Antes da transformação realizada em parceria com a Botmaker, cada etapa da jornada possuía um número de telefone diferente. Contratação, análise de crédito, segunda via de boleto e renegociação aconteciam em canais separados. Caso o cliente entrasse no lugar errado, precisava reiniciar toda a conversa.
A solução foi redesenhar toda a experiência. A empresa reuniu áreas de vendas, crédito e cobrança para construir uma única jornada conversacional. O resultado foi um canal capaz de acompanhar o cliente em qualquer etapa do relacionamento.
Hoje, pelo mesmo número de WhatsApp, o consumidor consegue solicitar crédito, validar documentos, acompanhar a análise, emitir boletos, renegociar dívidas e esclarecer dúvidas.
“O cliente pode estar em momentos diferentes da jornada, mas continua sendo o mesmo cliente. Como empresa, precisamos resolver o problema desse cliente, desde a contratação até a ajuda para pagar ou renegociar uma dívida”, explica Camila.
IA acelera vendas
O uso da Inteligência Artificial também mudou a forma de conceder crédito. Camila explica que antes de encaminhar um atendimento para um especialista, o sistema realiza uma triagem, consulta informações e identifica se há possibilidade de contratação.

Quando o cliente não atende aos critérios, a resposta também acontece de forma rápida. “O desafio não é apenas dizer sim. É saber dizer não rapidamente para concentrar esforços nos clientes com maior potencial.”
A estratégia trouxe resultados relevantes.

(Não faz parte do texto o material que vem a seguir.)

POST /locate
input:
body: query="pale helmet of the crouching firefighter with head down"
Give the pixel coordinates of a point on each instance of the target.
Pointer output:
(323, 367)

Atualmente, 35% das vendas da VIACERTA são realizadas pelos canais digitais e outros 28% em jornadas híbridas, que combinam atendimento físico e conversacional.
No relacionamento contínuo, o WhatsApp também passou a ser utilizado para estimular a recorrência dos clientes e fortalecer ações de retenção.

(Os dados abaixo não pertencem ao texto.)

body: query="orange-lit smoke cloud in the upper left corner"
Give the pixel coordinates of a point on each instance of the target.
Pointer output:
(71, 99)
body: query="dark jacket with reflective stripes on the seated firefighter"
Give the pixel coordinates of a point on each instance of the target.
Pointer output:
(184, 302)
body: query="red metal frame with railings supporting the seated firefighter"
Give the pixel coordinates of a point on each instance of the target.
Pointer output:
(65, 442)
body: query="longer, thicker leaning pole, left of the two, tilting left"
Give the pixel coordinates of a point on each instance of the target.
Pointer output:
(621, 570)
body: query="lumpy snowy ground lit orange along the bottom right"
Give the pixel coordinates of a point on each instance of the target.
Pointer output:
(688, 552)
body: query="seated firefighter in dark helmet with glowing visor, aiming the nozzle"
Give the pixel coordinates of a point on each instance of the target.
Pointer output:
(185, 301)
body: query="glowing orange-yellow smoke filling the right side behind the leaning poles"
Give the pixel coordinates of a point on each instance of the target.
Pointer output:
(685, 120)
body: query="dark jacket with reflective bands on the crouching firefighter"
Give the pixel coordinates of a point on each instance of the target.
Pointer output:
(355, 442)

Cobrança deixa de ser momento de atrito
A mudança também alcançou uma das etapas mais delicadas da jornada: a cobrança. Em vez de depender exclusivamente de ligações telefônicas, o cliente pode emitir segunda via de boletos, negociar parcelas e fechar acordos diretamente pelo WhatsApp.

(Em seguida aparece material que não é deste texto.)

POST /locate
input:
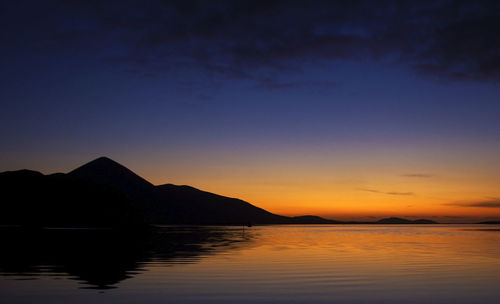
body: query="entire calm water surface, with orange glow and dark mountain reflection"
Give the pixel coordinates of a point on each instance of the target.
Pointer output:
(264, 264)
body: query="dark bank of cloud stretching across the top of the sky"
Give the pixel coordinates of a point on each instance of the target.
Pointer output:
(451, 40)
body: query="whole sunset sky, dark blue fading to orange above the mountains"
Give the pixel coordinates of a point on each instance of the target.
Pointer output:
(351, 110)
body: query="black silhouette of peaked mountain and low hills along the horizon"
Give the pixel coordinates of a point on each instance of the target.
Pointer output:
(104, 193)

Segundo Camila, isso reduz o constrangimento normalmente associado às cobranças. “O cliente está no trabalho, na rua ou em outro ambiente. Pelo WhatsApp, ele ganha tempo para analisar a proposta, pensar e negociar com mais tranquilidade.”
Na companhia, hoje, quatro em cada dez clientes resolvem suas demandas de cobrança utilizando apenas o autoatendimento.
Onde o humano gera valor
A empresa processa mais de três milhões de conversas por trimestre. Desse total, aproximadamente metade é conduzida por IA e metade por atendentes humanos.
A lógica não é substituir pessoas, mas direcioná-las para situações mais complexas. “Não estamos falando em reduzir equipes. Estamos falando em colocar o atendimento humano onde ele realmente faz diferença.”
Os resultados apresentados incluem:
- Crescimento de 36% no número de clientes atendidos.
- 27% dos atendimentos totalmente automatizados.
- Aumento de 12% nas vendas do crédito pessoal, mantendo a mesma estrutura operacional.
A conversa é o novo centro da experiência
Para os executivos, a IA conversacional representa uma mudança estrutural na forma como empresas se relacionam com consumidores.
Mais do que automatizar respostas, a tecnologia passa a compreender contexto, manter histórico das interações e acompanhar toda a jornada do cliente.
“A disputa entre empresas deixa de ser sobre quem fala mais alto. Será vencida por quem conseguir construir conversas mais inteligentes, relevantes e personalizadas“, concluiu Erick Buzzi.